Pulled up a loose board from one of our groins that was about to tear away. Once it was out of the water, I discovered a cluster of barnacles that had attached themselves firmly to the wood. I was taken with the circular symmetry of these crusty shell-like crustateans that eat plankton. Once I discovered what they were and what they ate, I had an AAAHAA moment. I've been involved in a NOAA study collecting water samples from around my dock and then analyzing the water under a microscope trying to identify Phytoplankton. The study is looking for Phytoplankton that can be harmful to the waters, causing toxic alga blooms that can be harmful to humans and/or degrade ecosystems by forming large blooms. I've been pretty discouraged, since most of my samples have turned up not one Phytoplankton of any type--good or bad.

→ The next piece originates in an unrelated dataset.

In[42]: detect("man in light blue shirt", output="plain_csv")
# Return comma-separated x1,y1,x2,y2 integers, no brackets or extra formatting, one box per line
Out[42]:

There are other little creatures in the water, but I've found nothing that the study would be interested in.

 So, I inspected all the groins (we have three) and all of our pilings and found that barnacles were growing on all of them. Maybe its not the fact that I'm doing something wrong or am missing these little creatures under the microscope. Maybe, the barnacles have eaten them before I can find them! I'm feeling a little less like a failure.

Barnacle encrusted board

Groins are projections that usually run perpendicular to the shore into the water. They act as breaks to the water and their main purpose is to collect sand, helping to replenish in winter what the summer tides have washed away. 

Isn't nature amazing!


  1. Great photos! Who would think barnacles could look so pretty. I love the pattern look.

  2. How strange that they should be called groins -of all things. I think they are called wave breakers in England's English.

    I love barnacles -berniques in French but would never have thought of looking in a microscope...

  3. The barnacles would make a pretty necklace.

    So you're saying then, nature is creating it's own balance? Lovely.

  4. I like the barnacle "installation". I've seen those structures but didn't know what they're called. I really appreciate it when folks make an effort like this.

  5. Its, its, its. Save me from apostrophies. But then, groin doesn't sound right, either.

  6. Those barnacles look beautiful and interesting; it looks like a lace. Both photos are beautiful especially when are enlarged.